# Film swap!



## michaeljamesphoto (Dec 15, 2011)

One of the main reasons I wanted to join a photography forum was to do things like a film swap!
By this I mean, I'll shoot a roll of film (underexposed 1 full stop), rewind, then pull the leader back out. Next, I'd send the roll to someone else who will reload the roll and expose over my images, or vice versa. The process could be modified to include 3 or 4 different artists on the same roll, though a double exposure would be optimal, in my opinion. The finished images would be scanned and shared, hopefully full of "happy accidents" =]
I'm going to be setting up a PO box for this purpose (and would encourage others participating to do so, for security reasons). 
I shoot B&W, which is easiest for this purpose due to it's wide exposure latitude, but would be willing to try color as well. I could develop the roll myself and scan it, or the other artist can if they desire, I am not picky.
If this is something that interests you, please reply or send a private message, your help is greatly appreciated!


----------



## Cruzingoose (Dec 16, 2011)

Sounds like fun, but I would probably go 1 stop under for each known swap. If two people are shooting, each should shoot 1 stop under, three people, 2 stops under. The exposure is cumulative. It would probably help to have a similar subject also.


----------



## michaeljamesphoto (Dec 16, 2011)

Of course, the one stop under was assuming that there were only two photographers involved. And similar subject would be cool, but I am going for the randomness of the images really. I've done double exposures like this before without the swap, and have been very pleased with the random results, I just wanted to take it to the next level by introducing not only a different photographer but an entirely different location


----------



## designerfoo (Dec 16, 2011)

count me in!


----------



## babechik232 (Jan 19, 2012)

Sounds really cool!


----------



## harriknight (Feb 5, 2012)

This sounds really awesome; I'm in! :mrgreen:


----------



## Jmahr2 (Feb 28, 2012)

I'm game!
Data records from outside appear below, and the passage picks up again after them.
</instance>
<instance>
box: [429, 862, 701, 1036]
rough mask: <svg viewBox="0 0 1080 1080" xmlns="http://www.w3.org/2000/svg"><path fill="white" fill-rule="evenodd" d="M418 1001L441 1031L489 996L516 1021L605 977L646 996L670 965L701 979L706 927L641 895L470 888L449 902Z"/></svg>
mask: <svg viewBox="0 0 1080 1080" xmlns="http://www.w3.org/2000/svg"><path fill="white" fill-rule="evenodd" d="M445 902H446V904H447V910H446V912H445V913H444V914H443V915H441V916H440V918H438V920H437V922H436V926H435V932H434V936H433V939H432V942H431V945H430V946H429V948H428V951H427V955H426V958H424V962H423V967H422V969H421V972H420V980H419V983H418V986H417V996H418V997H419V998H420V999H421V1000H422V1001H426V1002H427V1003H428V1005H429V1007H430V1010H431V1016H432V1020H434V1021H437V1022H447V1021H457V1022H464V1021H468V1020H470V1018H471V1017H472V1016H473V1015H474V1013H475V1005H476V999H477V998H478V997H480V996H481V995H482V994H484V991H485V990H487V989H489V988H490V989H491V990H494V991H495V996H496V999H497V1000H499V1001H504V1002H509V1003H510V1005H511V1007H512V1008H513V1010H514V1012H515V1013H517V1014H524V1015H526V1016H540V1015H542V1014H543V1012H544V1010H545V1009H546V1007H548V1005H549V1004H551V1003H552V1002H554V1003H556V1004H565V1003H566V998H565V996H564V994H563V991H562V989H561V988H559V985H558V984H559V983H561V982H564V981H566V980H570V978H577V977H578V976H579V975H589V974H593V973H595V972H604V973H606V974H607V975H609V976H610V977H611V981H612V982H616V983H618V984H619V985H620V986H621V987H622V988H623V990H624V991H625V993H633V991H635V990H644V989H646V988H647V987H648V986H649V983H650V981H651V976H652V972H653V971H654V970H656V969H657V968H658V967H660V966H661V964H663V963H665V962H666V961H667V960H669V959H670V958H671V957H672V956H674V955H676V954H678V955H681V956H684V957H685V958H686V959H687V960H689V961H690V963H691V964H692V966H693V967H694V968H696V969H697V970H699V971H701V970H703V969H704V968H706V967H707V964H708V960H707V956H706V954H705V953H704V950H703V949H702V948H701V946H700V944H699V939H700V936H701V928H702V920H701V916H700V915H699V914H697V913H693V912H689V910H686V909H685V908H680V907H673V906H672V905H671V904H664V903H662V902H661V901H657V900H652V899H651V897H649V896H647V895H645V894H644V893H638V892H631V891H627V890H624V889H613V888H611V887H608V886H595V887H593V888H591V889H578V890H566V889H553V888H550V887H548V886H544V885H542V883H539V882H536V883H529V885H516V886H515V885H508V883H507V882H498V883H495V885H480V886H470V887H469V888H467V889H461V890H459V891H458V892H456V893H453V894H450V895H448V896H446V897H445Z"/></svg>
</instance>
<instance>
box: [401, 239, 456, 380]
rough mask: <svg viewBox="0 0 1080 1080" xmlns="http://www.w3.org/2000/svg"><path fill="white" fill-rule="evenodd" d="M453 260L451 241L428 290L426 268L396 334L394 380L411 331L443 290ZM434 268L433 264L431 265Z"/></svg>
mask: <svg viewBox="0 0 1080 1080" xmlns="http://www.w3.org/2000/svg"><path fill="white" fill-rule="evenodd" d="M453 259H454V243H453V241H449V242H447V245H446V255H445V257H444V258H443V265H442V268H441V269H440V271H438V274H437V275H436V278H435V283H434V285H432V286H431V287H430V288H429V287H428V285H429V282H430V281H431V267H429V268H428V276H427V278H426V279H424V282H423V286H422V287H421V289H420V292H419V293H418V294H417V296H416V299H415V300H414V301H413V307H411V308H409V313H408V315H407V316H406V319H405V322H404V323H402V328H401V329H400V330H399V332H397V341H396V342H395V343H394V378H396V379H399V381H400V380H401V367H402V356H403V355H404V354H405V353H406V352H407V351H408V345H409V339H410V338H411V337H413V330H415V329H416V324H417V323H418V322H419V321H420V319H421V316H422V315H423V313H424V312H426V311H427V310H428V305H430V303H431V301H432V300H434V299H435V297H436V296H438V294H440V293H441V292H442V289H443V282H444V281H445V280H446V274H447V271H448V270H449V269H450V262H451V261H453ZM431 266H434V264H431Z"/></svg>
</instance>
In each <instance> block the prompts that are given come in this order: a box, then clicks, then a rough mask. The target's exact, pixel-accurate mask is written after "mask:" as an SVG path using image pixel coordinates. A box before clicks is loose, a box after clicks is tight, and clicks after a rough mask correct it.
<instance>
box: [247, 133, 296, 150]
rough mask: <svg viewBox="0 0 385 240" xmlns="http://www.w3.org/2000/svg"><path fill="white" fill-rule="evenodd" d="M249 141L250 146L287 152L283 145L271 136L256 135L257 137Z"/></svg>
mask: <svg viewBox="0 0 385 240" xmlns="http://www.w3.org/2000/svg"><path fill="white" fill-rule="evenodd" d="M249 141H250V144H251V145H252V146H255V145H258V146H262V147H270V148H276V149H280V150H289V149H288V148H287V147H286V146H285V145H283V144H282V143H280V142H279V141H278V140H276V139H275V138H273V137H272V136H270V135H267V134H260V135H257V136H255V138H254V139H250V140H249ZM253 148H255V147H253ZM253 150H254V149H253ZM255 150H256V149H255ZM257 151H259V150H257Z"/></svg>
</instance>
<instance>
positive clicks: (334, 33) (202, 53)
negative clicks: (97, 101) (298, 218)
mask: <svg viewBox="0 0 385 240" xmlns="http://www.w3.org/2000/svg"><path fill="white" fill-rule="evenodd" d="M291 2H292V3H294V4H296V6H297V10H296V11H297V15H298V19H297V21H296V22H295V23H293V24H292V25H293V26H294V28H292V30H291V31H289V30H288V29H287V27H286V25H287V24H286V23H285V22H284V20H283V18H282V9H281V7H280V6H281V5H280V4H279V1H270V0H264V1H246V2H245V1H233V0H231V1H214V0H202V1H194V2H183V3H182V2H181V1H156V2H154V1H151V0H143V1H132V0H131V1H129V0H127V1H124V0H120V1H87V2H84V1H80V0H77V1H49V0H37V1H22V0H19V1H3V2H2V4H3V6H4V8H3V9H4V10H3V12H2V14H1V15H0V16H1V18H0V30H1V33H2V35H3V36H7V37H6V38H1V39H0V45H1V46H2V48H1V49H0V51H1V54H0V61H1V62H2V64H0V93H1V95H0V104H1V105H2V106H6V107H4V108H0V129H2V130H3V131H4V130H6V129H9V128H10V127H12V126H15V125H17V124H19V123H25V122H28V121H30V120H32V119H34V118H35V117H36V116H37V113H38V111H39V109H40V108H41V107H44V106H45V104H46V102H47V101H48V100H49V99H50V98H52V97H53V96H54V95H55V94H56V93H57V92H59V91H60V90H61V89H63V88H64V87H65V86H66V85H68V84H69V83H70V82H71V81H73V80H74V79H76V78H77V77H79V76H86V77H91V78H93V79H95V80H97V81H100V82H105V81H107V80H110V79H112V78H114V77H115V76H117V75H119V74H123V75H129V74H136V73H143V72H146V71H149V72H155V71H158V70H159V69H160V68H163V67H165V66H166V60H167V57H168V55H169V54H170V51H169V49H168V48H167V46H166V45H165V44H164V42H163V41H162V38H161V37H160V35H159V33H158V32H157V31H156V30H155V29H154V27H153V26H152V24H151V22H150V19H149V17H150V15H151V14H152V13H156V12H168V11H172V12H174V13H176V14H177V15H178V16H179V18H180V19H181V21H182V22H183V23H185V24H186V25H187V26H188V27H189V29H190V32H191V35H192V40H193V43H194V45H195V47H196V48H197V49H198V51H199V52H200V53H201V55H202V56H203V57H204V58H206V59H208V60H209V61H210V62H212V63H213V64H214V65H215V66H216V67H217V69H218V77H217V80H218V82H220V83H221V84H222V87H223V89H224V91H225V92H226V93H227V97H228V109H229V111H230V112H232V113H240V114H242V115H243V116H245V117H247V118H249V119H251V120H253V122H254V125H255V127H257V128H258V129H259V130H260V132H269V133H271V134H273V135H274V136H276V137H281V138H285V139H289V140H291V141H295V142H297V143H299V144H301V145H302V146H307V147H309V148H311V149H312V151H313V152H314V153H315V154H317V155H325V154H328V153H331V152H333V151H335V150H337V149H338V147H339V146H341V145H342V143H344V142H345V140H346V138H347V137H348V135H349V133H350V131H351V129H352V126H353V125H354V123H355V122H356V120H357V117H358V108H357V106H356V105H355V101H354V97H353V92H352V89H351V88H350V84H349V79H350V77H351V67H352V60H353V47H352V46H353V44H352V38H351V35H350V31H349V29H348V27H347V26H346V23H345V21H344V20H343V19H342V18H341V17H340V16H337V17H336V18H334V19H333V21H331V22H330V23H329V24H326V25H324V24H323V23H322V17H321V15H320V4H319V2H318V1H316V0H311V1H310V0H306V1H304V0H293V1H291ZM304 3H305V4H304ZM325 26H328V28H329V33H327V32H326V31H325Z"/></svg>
I have a bunch of fujichrome that I need to use up


----------



## gsgary (Feb 29, 2012)

How are you going to get the frames to line up ? you will probably end up with 1 frame the full length of the film


----------



## michaeljamesphoto (Mar 21, 2012)

Sorry everyone! I've been super busy with school and everything, once I get a break I'll get around to sending film out to all of you


----------